Rosemarie Castoro: Trap A Zoid
Mostyn restaged ‘Trap A Zoid,’ one of Rosemarie Castoro’s most ambitious public projects, in a prominent location on West Shore Beach, Llandudno. The exhibition was on view from February 17th to March 5th, 2024.
This work has only ever been presented once before, in the late 1970s in New York, and created from around 200 tree trunks. Described by Castoro as a “painting you can walk in”, it will be created for this second iteration using reclaimed, locally sourced and processed timber tree trunks donated by The Timber Cooperative, a local North Wales social enterprise.

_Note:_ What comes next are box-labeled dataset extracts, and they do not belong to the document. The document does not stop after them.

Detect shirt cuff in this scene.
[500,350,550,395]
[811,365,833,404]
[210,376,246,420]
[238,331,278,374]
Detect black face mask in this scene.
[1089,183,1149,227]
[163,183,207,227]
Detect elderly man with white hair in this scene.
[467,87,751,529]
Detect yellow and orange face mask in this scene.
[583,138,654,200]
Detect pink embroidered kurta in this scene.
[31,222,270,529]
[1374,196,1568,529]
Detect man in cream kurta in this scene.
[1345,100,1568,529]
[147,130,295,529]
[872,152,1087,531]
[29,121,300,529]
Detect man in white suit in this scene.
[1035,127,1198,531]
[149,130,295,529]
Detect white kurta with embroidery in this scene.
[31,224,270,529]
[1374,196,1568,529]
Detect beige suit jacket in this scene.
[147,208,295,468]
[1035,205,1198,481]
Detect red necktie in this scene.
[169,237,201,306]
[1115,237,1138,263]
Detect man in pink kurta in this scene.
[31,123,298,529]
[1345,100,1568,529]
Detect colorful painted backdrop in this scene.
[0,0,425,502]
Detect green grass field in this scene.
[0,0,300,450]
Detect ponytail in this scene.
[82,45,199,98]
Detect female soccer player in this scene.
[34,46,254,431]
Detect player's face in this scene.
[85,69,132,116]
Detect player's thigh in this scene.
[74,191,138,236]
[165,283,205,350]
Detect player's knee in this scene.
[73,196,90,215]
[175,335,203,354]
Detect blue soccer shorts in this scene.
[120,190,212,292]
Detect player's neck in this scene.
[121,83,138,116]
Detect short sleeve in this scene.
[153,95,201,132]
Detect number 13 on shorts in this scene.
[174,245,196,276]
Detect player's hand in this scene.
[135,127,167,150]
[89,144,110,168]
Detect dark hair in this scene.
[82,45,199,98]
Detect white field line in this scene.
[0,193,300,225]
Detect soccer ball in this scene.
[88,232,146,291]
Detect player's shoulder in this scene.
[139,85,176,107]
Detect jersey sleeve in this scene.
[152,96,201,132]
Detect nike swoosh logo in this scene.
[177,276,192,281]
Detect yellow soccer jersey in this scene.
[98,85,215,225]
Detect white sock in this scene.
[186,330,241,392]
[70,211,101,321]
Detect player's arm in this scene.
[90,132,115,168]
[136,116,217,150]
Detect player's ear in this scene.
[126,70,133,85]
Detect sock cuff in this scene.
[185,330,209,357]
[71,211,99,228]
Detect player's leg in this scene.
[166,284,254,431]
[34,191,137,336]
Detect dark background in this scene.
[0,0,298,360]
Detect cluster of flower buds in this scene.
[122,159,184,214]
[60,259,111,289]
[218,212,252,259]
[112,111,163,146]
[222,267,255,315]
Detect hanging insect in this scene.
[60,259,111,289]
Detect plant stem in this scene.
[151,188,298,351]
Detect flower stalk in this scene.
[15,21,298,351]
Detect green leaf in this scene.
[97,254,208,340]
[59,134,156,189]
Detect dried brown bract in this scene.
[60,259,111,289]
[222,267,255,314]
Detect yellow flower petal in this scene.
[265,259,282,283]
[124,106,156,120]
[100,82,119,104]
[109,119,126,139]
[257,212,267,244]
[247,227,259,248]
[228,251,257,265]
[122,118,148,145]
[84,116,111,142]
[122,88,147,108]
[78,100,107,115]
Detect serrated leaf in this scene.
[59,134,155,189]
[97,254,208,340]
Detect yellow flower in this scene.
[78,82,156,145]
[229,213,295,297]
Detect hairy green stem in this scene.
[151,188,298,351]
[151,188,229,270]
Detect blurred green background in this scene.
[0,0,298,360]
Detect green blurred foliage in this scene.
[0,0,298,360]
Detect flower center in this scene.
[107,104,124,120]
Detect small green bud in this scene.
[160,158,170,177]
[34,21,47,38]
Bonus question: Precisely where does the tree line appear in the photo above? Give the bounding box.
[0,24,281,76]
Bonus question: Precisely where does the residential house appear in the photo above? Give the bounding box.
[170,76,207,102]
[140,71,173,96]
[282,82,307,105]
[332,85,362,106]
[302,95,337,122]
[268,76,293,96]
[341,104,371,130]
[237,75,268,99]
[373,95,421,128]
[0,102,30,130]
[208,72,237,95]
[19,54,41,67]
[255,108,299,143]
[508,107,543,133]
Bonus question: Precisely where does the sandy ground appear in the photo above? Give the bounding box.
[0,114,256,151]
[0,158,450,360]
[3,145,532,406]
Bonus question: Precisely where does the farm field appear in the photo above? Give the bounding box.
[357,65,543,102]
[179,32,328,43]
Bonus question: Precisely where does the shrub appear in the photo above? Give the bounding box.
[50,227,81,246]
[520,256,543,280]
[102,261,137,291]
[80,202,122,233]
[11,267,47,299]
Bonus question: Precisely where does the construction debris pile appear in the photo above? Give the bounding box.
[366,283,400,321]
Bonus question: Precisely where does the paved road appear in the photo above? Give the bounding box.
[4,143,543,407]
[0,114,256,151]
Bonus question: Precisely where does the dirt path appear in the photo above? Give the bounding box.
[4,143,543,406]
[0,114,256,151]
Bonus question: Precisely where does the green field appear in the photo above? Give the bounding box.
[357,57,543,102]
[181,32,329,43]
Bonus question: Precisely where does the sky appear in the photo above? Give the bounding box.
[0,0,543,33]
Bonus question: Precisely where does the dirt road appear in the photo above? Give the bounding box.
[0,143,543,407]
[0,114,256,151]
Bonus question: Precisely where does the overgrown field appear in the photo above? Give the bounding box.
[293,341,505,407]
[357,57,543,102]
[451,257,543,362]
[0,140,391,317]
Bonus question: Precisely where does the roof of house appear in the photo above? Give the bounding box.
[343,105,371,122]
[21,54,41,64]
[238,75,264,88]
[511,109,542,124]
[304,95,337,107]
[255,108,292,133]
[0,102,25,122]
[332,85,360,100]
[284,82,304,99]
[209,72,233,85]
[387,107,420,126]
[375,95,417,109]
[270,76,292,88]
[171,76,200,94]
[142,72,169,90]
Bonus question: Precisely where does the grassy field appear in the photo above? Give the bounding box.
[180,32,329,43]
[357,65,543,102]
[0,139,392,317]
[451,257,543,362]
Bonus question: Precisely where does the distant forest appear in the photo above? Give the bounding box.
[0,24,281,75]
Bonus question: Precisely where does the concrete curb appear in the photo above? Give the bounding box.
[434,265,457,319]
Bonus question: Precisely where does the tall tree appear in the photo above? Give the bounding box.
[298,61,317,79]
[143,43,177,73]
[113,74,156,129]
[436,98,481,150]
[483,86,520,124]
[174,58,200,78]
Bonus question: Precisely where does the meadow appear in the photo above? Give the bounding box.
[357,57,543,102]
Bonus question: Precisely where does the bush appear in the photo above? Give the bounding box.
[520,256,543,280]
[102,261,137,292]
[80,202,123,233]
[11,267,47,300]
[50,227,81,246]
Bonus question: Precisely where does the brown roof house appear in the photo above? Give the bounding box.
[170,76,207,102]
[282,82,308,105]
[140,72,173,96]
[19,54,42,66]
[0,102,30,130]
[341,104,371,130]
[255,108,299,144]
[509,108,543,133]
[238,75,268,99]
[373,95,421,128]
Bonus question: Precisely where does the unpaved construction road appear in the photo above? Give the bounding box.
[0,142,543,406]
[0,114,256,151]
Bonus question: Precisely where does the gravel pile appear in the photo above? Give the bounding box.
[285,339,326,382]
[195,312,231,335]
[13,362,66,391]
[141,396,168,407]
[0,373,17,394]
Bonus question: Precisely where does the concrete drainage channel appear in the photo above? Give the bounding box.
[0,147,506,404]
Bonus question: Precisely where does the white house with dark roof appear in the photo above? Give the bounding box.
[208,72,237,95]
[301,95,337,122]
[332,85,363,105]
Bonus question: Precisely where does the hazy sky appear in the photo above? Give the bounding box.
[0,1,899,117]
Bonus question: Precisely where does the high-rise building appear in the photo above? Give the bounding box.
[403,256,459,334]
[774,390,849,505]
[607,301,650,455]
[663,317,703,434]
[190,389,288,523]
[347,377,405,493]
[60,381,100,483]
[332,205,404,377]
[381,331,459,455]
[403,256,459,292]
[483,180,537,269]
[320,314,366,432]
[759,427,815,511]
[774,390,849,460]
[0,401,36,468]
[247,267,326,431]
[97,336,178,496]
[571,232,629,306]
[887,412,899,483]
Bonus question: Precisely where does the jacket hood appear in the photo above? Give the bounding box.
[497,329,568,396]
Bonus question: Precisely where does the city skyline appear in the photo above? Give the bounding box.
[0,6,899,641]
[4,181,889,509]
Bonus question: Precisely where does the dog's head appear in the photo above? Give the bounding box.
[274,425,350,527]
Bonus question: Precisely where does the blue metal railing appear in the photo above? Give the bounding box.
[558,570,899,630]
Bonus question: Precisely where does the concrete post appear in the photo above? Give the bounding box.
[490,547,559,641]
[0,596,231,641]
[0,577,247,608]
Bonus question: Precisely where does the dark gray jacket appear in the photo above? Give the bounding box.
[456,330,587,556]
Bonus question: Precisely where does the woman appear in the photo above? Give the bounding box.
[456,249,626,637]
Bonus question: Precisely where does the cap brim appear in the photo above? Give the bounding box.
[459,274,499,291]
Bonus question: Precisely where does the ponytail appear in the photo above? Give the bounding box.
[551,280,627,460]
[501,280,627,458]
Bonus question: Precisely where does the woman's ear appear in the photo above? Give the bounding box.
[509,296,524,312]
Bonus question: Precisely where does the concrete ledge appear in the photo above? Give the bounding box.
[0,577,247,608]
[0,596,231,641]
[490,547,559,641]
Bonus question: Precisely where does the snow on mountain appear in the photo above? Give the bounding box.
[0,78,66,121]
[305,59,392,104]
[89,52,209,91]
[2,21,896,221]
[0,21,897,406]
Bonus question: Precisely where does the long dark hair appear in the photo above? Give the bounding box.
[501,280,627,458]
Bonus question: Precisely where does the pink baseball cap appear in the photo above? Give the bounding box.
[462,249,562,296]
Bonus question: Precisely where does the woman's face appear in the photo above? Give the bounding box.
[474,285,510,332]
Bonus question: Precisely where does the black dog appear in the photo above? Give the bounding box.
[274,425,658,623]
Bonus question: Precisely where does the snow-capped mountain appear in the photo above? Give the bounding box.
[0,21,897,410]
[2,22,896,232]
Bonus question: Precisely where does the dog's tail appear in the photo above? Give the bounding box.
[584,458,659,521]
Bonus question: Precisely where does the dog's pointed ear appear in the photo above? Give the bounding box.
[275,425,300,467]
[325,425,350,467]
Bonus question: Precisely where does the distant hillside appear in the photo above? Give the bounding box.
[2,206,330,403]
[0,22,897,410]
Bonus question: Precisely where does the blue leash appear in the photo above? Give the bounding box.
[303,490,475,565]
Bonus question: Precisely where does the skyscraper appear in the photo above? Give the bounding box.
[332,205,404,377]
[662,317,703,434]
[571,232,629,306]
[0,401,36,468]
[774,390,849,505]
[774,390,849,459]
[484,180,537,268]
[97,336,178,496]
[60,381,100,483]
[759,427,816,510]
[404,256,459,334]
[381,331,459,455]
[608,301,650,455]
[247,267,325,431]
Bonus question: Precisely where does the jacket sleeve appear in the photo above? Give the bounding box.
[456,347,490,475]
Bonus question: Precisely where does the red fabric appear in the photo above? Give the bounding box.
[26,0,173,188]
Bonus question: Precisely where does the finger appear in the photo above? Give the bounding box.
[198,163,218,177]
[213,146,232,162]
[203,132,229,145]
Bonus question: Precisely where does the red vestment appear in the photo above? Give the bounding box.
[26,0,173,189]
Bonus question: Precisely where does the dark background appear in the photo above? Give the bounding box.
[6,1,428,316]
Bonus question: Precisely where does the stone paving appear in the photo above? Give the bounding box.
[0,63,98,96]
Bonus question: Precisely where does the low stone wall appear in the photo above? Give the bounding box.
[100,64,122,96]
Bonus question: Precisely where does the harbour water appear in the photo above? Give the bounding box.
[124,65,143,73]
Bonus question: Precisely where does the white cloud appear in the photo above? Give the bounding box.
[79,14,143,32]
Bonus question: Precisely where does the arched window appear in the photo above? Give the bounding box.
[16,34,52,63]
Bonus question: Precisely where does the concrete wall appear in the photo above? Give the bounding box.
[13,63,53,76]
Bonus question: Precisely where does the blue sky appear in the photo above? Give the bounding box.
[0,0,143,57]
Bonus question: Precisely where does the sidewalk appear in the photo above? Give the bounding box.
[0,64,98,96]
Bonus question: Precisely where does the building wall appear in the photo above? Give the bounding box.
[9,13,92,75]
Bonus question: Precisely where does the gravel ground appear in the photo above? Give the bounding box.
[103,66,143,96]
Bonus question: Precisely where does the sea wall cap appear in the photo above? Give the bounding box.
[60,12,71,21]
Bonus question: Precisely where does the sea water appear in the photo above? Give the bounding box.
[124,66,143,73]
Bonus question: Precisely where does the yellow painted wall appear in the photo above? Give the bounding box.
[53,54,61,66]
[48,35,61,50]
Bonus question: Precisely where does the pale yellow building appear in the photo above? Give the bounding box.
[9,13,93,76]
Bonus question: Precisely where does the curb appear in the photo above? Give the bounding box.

The original outdoor work has only ever been shown only once, in 1978, for Creative Time’s Art on the Beach on Manhattan’s Lower East Side. Castoro chose to work with cylindrical logs to create a field in the form of an asymmetrical geometric shape. A drawing in the collection of Yale University Art Gallery reveals the grid structure that underlies this work. A series of journal photographs from 1978 show Castoro working through the use of such arrangements of wooden elements in related works titled Pier Group and Tank Trap. In a telling inscription alongside these images is the phrase “an obstacle course for a dancer,” revealing the continued referencing of the dancer’s body in movement. These works address perception through perspective and heightened recession, a recurrence of the theme of infinity in Castoro’s work. For Mostyn, North Wales trees will be used to reflect the local context, laid in a grid overlooking the town’s local beaches.
Clare Harding, Interim Director, Mostyn, said, “We are thrilled to display this important outdoor work as a celebration of Rosemarie’s exhibition in Mostyn and to bring such an important work to life again, over 40 years after it was first made”.
Werner Pichler, co-founder of the Estate of Rosemarie Castoro said, “To recreate Trap A Zoid is certainly a wonderful opportunity to bring one of Rosemarie’s large scale installations back to life! Already the photographs that document the installation from 1978 are very powerful. So I am sure that to actually stand in front of that work, life size, will be a remarkable experience. Since there are records of the diagrams which Rosemarie based her installation on, it will be possible to come up with an installation completely true to the artist’s intention. The Estate is very grateful to Mostyn and the Henry Moore Foundation for this extraordinary chance to show one of Rosemarie’s major outdoor art works, alongside with her works that will be shown in the museum”.